Thursday, September 26, 2002

Patrick Herron writes to ask about my comment that “irresolvable conflict is the primary Spicerian theme.” It seemed to me, as I wrote that comment a week ago, thumbing through my dog-eared (indeed, nearly dissolving with use) copy of the Collected Books obvious enough – it hadn’t occurred to me that the observation might be in any way unusual. I had been skimming through the baseball poems from Book of Magazine Verse, especially the second one – they’re love poems, of course, but love poems that presume the impossibility of any successful relationship. It’s a position that Spicer held with remarkable consistency throughout his life. About god: “If there isn’t / A God don’t believe in Him.” About human relations:

They say “he need (present) enemy (plural)”
I am not them. This is the first transformation.

About poetry: “No / One listens to poetry.”

Spicer is quintessentially a poet of emotion precisely because that is the surfeit left unassimilated whenever impossible forces meet.

Not that Spicer is necessarily all that different in this – think of the underlying bitterness and anger implicit in so many of Creeley’s early love poems, as in The Warning:

For love – I would
split open your head and put
a candle in
behind the eyes.

Love is dead in us
if we forget
the virtues of an amulet
and quick surprise.

Indeed, one of the secrets of Creeley’s early poems is the association it consistently makes between rhyme and violence, as though rhyme itself were an expression of force.

Conflict is the fundamental narrative engine – it is the element that insists, even in a still life, that something will have to give & that change is inevitable.* In his excellent ethnography, “Peaks of Yemen I Summon”: Poetry as Cultural Practice in a North Yemeni Tribe (University of California, 1990), Steven Caton repeatedly notes how many ways in which poetry functions among the al-Yamāniyatēn of Khawlān at-Tiyāl as a ritualized surrogate for combat. Our own earliest texts, such as Beowulf, are replete with blood and gore.

I think about Caton’s book, which suggests without ever quite saying so that poetry itself is a kind of blood sport, whenever one of the several poetry listserv discussion groups dissolves into petty verbal warfare. If nothing else, Caton’s thesis suggests the normalcy of the problem. Indeed, it implies that if there were not combative “camps” in contemporary poetry, we might be forced to invent them.

This of course is not an optimistic view of human behavior or its potential. Right now with the political situation being what it is – as an illegitimate President crawfishes over from an unavoidable war against al-Qaeda into a nebulous “war on terrorism,” a metaphor that can & does extend outward in all directions, enabling the Administration to simply sweep away Constitutional protections of individual liberty, & also to an unrelated threatened assault on Iraq aimed at instilling a Pax Americana on the entire Middle East – the question of conflict is in no way abstract.

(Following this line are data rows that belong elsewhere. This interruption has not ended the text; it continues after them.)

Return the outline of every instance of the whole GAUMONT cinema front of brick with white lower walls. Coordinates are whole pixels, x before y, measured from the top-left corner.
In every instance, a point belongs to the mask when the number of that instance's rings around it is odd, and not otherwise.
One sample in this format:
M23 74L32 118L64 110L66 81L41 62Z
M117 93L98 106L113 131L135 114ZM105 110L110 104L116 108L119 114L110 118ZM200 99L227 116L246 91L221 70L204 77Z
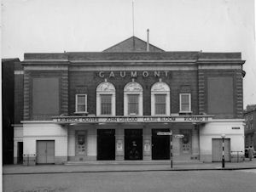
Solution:
M25 54L15 71L15 163L168 160L171 136L160 132L172 132L174 161L221 161L222 134L225 160L235 161L244 62L137 37L97 53Z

While it is not evident what Spicer would have made of all this, it seems likely that he would not have been surprised. I imagine that there might have been a serial poem about the crusades. If ever we had a poet in touch with the infinite sense of hurt that accompanies people who believe they are still suffering from battles waged hundreds or even thousands of years ago, for whom the logic of Kosovo, Chechnya, Kurdistan and the Left Bank exposes its lethal gears as if to a watchmaker, it was this cantankerous alcoholic linguist who once identified himself as a member of the “California Republican Army.”


* Think of Edward Hopper’s paintings, for example. This is why figurative paintings are often characterized as narrative.